Я подумал, что она шутит.
— Отец?
— Почему же нет? — спросил мужчина. — Уж не слишком ли молодым я вам кажусь? Видишь, детка, звала бы ты меня лучше дядей или братом… К вашим услугам, — продолжал он, меняя тон, — покойной ночи, ребята, завтра рано на работу. Пошли, дочка. Приходите в гости. Ты дала им адрес?
— Не только дала, но даже посоветовала этому, — тут кивком головы она показала на меня, — перебраться в наш пансион. Жокею нет, он устроен прилично. Но этот… знаешь, где он живет?.. В одном из тех постоялых дворов, что ютятся на улице Кирни.
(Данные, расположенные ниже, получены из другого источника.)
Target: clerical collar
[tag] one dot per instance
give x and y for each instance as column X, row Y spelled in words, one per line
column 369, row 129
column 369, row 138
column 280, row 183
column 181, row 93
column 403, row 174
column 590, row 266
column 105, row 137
— Скверно, скверно. Беги оттуда, парень. Компания там для тебя неподходящая. Перебирайся в пансион, внакладе не будешь. До свидания, — сказал он, пожимая мне руку своей жесткой костлявой лапищей.
— Завтра увидимся, — бросила на прощание Мерседес, — приходи в гости. Старик будет на работе, а одной мне скучно. Слышишь? Так часа в три-четыре, после обеда.
— Приду, конечно, приду. До завтра.
Я коротко распрощался с Идальго. Видя мою решительность, он удалился. Сначала он двинулся по Стоктону, а потом свернул на Пасифик и исчез из виду. Я медленно побрел по Бродвею — одинокий, траченный унылыми буднями и нищетой, висевшими на мне, словно платье. Кто я? Искатель приключений? Быть может. Но приключений серых, неизменно связанных с бездушным сумраком кухонь и ресторанов, со взором, устремленным на причалы; человек, который убаюкивает тоску, влекущую в далекую покинутую землю — ту же нищету и унылые будни, — который свыкается с ней, обманывает ее в надежде на лучшую судьбу. А судьба упорно отказывалась меня признать, причислив к горемычной массе лишенных надежд.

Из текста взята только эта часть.